美瑠希が私の胸元で手のひらを上に向けるポーズを取って、塩村に紹介した。

「どーも、長崎です。よろしくお願いします」

私はあえて軽いノリで挨拶をしてみた。この職場はそもそも堅苦しい雰囲気ではないし、新人バイト君の緊張をほぐしてあげるのも先輩の勤めだと思ったからだ。

「どうも、塩村です。……初めまして」

塩村は先ほどの自己紹介よりもいくぶん流暢に会釈をした。
それと同時に、彼の口から出た『初めまして』という言葉に何やら含みがあるように思えた。

やはり彼は昨日の競馬場の男で間違いないのだろうか。そして、彼は私のことを覚えているのだろうか。

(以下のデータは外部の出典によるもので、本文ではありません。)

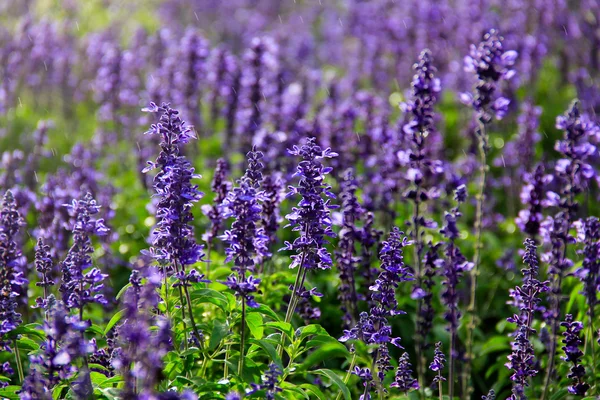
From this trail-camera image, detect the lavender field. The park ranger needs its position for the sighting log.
[0,0,600,400]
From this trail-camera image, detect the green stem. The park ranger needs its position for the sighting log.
[450,328,454,399]
[13,339,25,383]
[238,297,246,377]
[179,286,188,350]
[223,343,231,379]
[464,121,488,399]
[277,252,306,357]
[588,309,598,393]
[335,351,356,400]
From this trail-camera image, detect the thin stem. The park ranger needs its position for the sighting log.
[223,343,231,379]
[277,252,306,357]
[179,286,188,350]
[464,121,488,399]
[335,352,356,400]
[206,238,212,279]
[238,297,246,376]
[13,339,25,383]
[413,185,425,399]
[588,306,598,393]
[450,328,454,399]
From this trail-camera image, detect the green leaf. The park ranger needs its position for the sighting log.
[479,336,510,355]
[208,319,229,351]
[265,321,294,340]
[0,385,21,400]
[300,336,350,370]
[116,283,131,300]
[300,383,328,400]
[248,339,283,369]
[312,369,352,400]
[104,310,125,336]
[246,313,265,339]
[248,304,281,321]
[190,288,229,311]
[90,371,108,387]
[296,324,329,340]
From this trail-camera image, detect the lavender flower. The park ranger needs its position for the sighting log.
[340,228,413,394]
[285,138,337,322]
[429,342,446,389]
[461,29,518,124]
[560,314,590,396]
[390,352,419,393]
[515,164,552,239]
[506,238,548,400]
[27,295,94,389]
[202,158,231,256]
[35,238,55,309]
[335,169,364,328]
[221,150,268,307]
[541,101,597,397]
[0,191,27,351]
[144,103,204,274]
[60,193,108,312]
[352,367,373,400]
[437,185,473,396]
[575,217,600,321]
[112,269,172,398]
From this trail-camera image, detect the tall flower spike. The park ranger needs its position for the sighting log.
[541,101,598,399]
[60,193,108,317]
[461,29,518,124]
[284,138,337,322]
[429,342,446,392]
[144,103,204,271]
[202,158,231,257]
[335,169,364,329]
[560,314,590,396]
[221,150,268,307]
[0,191,27,350]
[390,352,419,393]
[35,238,54,311]
[144,103,205,346]
[340,228,413,394]
[575,217,600,328]
[506,238,548,400]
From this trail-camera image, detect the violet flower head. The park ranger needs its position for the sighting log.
[481,389,496,400]
[261,172,284,248]
[461,29,518,124]
[0,191,27,342]
[506,242,549,400]
[390,352,419,393]
[221,150,269,307]
[335,169,364,328]
[554,100,598,209]
[369,227,413,315]
[30,295,94,388]
[144,103,204,271]
[400,49,442,140]
[560,314,590,396]
[35,238,55,309]
[60,192,108,310]
[202,158,232,244]
[575,217,600,321]
[515,164,552,238]
[285,138,337,270]
[429,342,446,384]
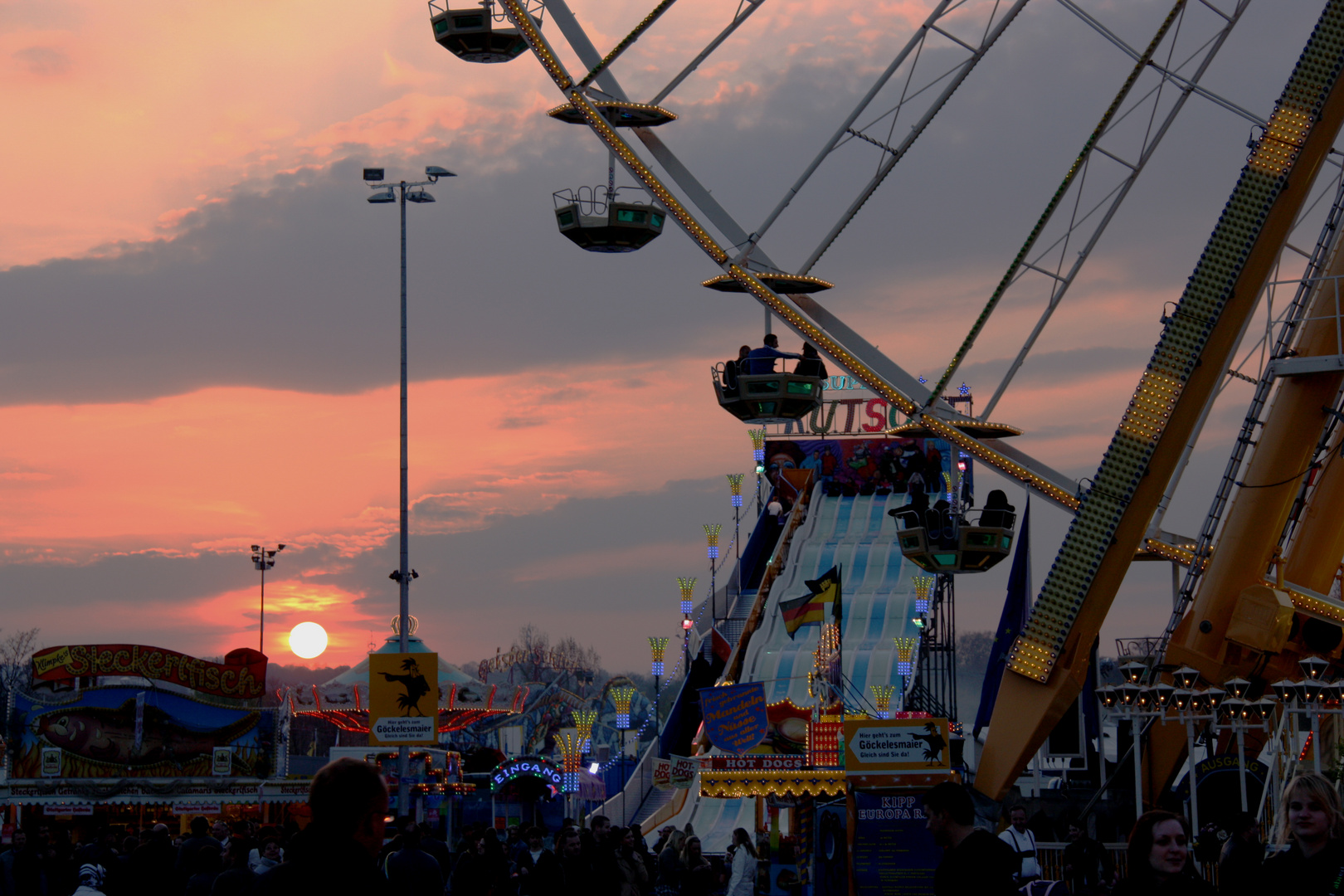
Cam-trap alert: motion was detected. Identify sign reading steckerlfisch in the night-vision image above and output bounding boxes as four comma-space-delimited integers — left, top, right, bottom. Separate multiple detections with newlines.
32, 644, 266, 700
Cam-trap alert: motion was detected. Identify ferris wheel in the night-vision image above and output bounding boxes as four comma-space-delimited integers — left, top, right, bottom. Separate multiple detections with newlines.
430, 0, 1344, 796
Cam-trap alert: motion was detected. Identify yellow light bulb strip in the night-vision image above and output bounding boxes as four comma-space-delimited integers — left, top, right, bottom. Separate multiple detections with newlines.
579, 0, 676, 87
1008, 0, 1344, 681
500, 0, 574, 90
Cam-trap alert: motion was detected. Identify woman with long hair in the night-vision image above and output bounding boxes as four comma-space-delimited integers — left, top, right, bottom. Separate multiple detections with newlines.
1114, 810, 1214, 896
726, 827, 757, 896
681, 837, 713, 896
653, 827, 685, 896
1261, 774, 1344, 894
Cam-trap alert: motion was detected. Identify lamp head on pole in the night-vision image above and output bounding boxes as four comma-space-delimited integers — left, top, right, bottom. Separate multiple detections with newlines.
1172, 666, 1199, 690
1297, 657, 1331, 681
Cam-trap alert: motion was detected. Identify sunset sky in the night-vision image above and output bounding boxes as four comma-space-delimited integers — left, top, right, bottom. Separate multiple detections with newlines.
0, 0, 1320, 670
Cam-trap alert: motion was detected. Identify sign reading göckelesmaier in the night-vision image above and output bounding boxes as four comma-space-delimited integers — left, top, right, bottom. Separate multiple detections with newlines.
844, 718, 952, 772
368, 653, 438, 747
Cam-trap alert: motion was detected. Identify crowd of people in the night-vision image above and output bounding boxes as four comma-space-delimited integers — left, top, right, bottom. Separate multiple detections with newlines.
10, 759, 1344, 896
0, 759, 757, 896
923, 774, 1344, 896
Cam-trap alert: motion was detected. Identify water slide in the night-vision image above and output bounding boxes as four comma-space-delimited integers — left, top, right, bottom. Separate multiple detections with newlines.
600, 472, 922, 852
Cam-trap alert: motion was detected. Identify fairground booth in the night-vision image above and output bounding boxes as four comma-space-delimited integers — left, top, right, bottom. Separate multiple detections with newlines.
0, 645, 308, 827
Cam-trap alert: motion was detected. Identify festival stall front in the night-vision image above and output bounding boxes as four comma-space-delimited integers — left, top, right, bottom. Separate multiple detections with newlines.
682, 683, 954, 896
0, 645, 308, 822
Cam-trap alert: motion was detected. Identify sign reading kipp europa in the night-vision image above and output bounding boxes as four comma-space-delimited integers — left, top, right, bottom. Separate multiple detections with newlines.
368, 653, 438, 747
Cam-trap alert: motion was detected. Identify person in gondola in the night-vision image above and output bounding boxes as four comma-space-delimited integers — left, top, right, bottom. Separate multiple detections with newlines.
739, 334, 802, 376
793, 343, 826, 380
723, 345, 752, 397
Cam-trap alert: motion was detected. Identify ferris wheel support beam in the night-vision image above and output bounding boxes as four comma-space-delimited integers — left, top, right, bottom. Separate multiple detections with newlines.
976, 0, 1344, 798
499, 0, 1085, 509
796, 0, 1027, 274
1059, 0, 1264, 126
649, 0, 765, 106
747, 0, 961, 252
981, 0, 1264, 421
925, 0, 1204, 408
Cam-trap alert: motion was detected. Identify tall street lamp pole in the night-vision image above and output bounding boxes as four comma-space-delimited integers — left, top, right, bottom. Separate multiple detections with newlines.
253, 544, 285, 653
364, 165, 455, 816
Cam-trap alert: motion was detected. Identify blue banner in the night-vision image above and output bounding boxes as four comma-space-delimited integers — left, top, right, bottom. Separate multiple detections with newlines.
700, 681, 769, 753
850, 790, 942, 894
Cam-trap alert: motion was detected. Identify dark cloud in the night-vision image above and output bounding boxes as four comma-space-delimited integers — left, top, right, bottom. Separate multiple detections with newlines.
0, 2, 1322, 411
11, 47, 70, 78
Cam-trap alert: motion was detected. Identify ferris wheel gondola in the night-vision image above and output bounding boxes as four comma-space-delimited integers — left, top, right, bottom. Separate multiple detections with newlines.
551, 187, 667, 252
429, 0, 542, 61
711, 362, 825, 423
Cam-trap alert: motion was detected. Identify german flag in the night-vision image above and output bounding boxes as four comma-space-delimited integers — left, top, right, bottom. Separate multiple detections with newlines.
780, 567, 840, 640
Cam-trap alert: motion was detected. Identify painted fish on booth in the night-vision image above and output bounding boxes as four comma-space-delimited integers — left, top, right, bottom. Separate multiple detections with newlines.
34, 700, 261, 766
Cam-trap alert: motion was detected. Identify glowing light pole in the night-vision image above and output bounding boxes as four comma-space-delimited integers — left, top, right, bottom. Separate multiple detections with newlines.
893, 638, 919, 709
364, 165, 457, 814
253, 544, 285, 653
704, 523, 723, 628
727, 473, 746, 606
747, 426, 765, 516
649, 634, 672, 735
869, 685, 897, 718
611, 688, 635, 825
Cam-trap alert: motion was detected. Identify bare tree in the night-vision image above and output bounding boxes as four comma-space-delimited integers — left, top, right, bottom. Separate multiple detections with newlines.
0, 629, 39, 696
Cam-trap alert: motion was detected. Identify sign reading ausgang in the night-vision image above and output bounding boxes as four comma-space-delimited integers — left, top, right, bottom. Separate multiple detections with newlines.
368, 653, 438, 747
844, 718, 952, 772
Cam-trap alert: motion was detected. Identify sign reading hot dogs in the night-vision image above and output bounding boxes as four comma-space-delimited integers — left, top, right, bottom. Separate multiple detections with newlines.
32, 644, 266, 700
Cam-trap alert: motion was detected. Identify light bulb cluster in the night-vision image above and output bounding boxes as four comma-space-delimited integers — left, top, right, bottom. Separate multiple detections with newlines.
869, 685, 897, 718
893, 636, 919, 677
727, 473, 746, 506
676, 577, 696, 616
611, 688, 635, 731
704, 523, 723, 560
649, 638, 668, 677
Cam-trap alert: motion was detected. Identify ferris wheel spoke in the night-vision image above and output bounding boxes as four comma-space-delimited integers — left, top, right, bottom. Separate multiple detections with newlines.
785, 0, 1027, 274
925, 0, 1186, 408
649, 0, 765, 106
943, 0, 1258, 421
543, 0, 629, 100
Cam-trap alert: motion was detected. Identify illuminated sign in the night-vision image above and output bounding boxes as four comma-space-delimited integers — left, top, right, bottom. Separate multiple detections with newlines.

それを確かめるべく、私は口角を大きく上げて『敵意は無い』アピールをした上で彼に尋ねた。

「塩村さんって……昨日さぁ」

「あっ!!」

私の言葉を遮って、彼はスタッカートの効いた小さな悲鳴を上げ、一瞬だけあごの前で人差し指を立てた。どうやら『それ以上は言うな』ということのようだ。
彼の空気を察して、私はそこで言葉を止めた。

「あれ?二人はお知り合い?」

美瑠希が私と塩村の顔を交互に見た。

塩村は即座に首を横に振った。
私は黙って小首を傾げた。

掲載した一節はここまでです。